What does it buy you?
First, there is a cost attached: you lose almost all tool support in your IDE. There is no refactoring tool that will pick up usages inside a JSNI block. It is easy to get your JavaScript wrong, introduce a memory leak and so forth.
What you're promised in return is performance. To test that I reimplemented the PrefixTree in pure Java, compiled it with GWT and compared the two implementations in a recent version of Firefox. I saw that the optimised method to calculate the possible suffixes for a given prefix was about four to six times faster than my reimplementation.
My simple test setup was to implement both versions using a small subset of about 2000 geographic names in the USA, run the same queries on both of the inputs and profile them using the build-in Firefox profiler.
The version without JSNI shown above spends about 20% of the overall runtime looking up suggestions in the trie. It also noteworthy that about 80% of the time is spent outside the prefix tree code.

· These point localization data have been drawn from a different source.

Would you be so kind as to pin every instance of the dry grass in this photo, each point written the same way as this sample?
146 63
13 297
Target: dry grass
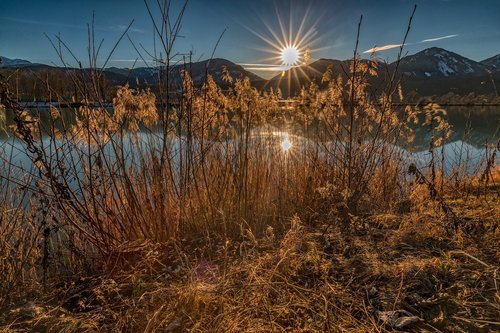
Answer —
304 280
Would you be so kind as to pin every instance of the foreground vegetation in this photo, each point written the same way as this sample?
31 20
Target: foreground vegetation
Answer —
180 211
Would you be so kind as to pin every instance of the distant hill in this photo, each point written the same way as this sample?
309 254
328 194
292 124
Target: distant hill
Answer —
198 71
6 62
438 63
431 72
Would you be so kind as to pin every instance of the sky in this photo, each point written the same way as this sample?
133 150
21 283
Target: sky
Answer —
250 32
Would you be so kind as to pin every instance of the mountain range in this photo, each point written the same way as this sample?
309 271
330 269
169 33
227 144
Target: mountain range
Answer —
433 71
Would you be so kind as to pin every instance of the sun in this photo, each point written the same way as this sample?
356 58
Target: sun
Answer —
290 56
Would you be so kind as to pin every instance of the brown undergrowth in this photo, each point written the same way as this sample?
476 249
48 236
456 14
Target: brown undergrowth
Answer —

Looking at the optimised version, the speed-up is striking but, at the same time, the ratio of tree lookup / time spent on things not related to the lookup is even more off-balance. The reason is to be found in the way the MultiWordSuggestOracle is implemented. As it is a multi-word suggest-box, it needs to map partial matches across word boundaries back to the original input strings (e.g. a query for "Mou" would match "Aquarius Mountains" etc.) It therefore keeps a separate copy of all "real" suggestions in a hash map. It then splits up the originals at the word boundaries and inserts them as a normalised, "fragmented" version of each suggestion into the tree. Looking up the original suggestions and sorting the final results takes about 50% of the time; the actual tree lookup amounts to only 4.5%.
Conclusion
I find it very rewarding to look at a piece of technology and to try to dig up layer after layer to understand its inner workings and the design decisions behind it. What I found in this case supports my general opinion about GWT in that there is a whole lot of cleverness and well thought-out solutions to be found under the hood: the right data structure with some well advised optimisations yields a convincing solution. But it has showed me again the ambiguity that comes with most optimisations. While the 5x performance gain justifies the use of JSNI, the component itself is only one small part in the greater context of the auto-suggest feature. In this bigger context the gain is much smaller and limited to the stock implementation that comes with GWT. While the PrefixTree and its optimisations are well isolated from other code by making the class package private, it also means you cannot reuse any of it easily in your auto-suggest implementation.